Few here held out much hope for international coordination of the kind that stabilized the dollar in the 1980's, when the Reagan administration helped negotiate the Louvre and Plaza Accords.

"The Bush administration doesn't listen to people," said Laura D. Tyson, a former chairman of the council of economic advisors in the Clinton White House. "There's no hope of changing U.S. fiscal policy."

Professor Tyson, who is dean of the London Business School, said European leaders needed to stop worrying about the actions of other countries and set about streamlining their own economies. She pointed to recent wage negotiations in Germany, in which the unions agreed to longer hours and more flexible work rules, as a hopeful sign of change.

Certainly, Europe cannot rely on Asia to take the pressure off the euro.
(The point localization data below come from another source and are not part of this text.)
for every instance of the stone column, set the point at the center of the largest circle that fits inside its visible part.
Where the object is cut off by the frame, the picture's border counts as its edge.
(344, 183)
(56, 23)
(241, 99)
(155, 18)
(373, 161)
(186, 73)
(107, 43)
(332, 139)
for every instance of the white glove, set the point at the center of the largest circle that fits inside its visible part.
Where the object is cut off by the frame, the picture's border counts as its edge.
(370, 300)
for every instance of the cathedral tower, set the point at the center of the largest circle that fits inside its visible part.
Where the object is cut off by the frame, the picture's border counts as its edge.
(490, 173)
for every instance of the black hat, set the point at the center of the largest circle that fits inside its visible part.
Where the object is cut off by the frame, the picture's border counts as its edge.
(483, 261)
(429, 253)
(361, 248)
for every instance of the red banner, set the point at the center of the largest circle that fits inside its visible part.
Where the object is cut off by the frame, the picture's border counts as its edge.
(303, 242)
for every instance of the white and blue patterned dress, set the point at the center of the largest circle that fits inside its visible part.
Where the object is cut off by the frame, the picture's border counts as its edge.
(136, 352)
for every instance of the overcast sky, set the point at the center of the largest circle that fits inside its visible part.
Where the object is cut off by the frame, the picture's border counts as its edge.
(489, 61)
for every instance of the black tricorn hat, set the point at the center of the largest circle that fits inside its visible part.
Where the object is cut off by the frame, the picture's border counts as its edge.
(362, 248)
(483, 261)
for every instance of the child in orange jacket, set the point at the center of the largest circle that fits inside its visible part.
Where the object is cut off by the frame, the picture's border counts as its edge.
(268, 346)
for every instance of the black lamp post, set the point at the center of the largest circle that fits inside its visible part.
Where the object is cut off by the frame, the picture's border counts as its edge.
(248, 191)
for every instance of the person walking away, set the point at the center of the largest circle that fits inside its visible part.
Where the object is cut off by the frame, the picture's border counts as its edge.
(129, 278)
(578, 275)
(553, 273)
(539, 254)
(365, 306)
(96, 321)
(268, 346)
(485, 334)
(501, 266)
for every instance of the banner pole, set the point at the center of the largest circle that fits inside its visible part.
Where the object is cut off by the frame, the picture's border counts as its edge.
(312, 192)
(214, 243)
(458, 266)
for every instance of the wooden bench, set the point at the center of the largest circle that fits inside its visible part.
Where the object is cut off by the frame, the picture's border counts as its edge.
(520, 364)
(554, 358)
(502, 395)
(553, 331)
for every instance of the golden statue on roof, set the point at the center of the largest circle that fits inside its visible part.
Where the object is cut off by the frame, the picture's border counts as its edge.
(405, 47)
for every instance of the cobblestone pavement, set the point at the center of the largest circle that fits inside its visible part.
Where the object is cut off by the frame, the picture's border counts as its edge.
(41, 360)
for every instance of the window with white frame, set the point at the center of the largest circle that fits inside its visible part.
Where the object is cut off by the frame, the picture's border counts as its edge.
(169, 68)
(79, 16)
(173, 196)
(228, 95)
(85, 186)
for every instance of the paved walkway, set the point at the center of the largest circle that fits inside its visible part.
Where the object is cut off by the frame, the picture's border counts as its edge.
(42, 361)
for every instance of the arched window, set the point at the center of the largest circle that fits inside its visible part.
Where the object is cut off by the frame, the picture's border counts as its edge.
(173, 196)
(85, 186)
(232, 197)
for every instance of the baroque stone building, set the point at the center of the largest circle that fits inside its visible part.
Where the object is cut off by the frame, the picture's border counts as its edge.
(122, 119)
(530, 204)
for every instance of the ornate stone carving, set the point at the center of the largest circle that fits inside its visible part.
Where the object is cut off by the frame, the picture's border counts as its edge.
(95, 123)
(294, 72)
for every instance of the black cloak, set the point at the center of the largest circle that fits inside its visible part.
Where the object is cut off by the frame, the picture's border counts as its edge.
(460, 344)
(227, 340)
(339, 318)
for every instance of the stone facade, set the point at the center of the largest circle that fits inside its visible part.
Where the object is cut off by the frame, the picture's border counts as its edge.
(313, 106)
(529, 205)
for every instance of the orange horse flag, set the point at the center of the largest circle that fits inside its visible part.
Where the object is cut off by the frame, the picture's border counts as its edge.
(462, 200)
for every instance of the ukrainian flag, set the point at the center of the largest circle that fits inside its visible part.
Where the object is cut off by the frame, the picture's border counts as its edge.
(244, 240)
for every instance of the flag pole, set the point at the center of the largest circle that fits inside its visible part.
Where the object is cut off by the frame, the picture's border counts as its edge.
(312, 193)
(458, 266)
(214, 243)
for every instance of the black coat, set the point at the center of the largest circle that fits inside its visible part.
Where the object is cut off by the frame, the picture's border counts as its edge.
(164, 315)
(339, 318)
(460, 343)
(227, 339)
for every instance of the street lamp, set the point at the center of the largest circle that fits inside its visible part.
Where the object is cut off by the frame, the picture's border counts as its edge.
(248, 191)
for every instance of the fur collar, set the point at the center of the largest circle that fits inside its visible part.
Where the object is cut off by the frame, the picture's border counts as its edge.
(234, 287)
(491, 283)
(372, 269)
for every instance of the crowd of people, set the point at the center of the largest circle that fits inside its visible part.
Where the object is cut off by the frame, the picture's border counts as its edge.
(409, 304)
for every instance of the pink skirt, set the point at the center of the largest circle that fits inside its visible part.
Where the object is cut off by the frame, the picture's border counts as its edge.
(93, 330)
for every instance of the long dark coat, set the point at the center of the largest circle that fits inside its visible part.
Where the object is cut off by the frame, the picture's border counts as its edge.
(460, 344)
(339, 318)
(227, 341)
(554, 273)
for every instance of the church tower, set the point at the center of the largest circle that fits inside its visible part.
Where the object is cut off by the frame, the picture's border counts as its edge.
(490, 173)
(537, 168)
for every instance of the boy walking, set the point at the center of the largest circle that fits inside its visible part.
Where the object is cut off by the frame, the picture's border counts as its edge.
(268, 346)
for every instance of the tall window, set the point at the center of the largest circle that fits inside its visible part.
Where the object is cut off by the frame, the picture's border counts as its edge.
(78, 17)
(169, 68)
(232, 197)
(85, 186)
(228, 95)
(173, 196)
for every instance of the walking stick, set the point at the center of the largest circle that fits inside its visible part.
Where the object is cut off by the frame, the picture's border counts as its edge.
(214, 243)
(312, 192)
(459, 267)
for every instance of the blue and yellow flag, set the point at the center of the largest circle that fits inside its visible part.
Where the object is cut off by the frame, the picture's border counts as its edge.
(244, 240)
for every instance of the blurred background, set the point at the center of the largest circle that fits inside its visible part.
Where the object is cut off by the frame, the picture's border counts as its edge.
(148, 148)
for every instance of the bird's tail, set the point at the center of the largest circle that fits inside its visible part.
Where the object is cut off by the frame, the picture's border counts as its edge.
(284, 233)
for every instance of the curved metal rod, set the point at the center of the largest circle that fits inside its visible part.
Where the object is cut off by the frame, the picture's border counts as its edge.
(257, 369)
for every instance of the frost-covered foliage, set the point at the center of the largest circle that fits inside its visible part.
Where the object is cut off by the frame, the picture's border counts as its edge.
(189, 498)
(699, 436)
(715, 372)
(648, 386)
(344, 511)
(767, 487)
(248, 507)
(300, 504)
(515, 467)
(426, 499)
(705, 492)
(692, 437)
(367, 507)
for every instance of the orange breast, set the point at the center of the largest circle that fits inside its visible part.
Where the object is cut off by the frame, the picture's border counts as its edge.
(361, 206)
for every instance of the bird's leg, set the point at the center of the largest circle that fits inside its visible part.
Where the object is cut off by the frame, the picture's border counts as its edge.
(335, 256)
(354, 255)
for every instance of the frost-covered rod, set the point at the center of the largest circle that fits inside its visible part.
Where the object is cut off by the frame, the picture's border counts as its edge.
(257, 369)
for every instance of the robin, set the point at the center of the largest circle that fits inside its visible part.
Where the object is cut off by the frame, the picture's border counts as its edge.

While people here said they were guardedly optimistic that China would eventually allow its currency, the yuan, to rise against the dollar, few were willing to hazard a guess as to when - or to what extent.

"That will need a political commitment and a political will, and I don't see that happening this year," said Takatoshi Ito, an expert in international economics at the University of Tokyo.

Some economists warned that the burgeoning trade deficit and weak dollar could cast a shadow over negotiations to liberalize world trade, which have been dragging for various reasons in the last year.

China's record trade surplus with the United States could fuel protectionist forces in the United States, said C. Fred Bergsten, the director of the Institute for International Economics in Washington. He said he could foresee moves to slap import barriers on Chinese wood and shrimp.

"This is a poisonous environment for trade policy and for domestic politics in the United States," Mr. Bergsten said.

In the last couple of years, with the White House's march to war in Iraq, Davos itself has been a rather poisonous environment for Americans. Those tensions have ebbed this year, although some non-Americans here were talking about the emergence of new alliances - like one between China and the European Union - that leave the United States on the sidelines.

"In recent years, our leaders have felt more comfortable talking to European leaders," said Yuan Ming, the director of the Institute for American Studies at Peking University. "The United States could be our biggest partner, but it could also be our biggest troublemaker."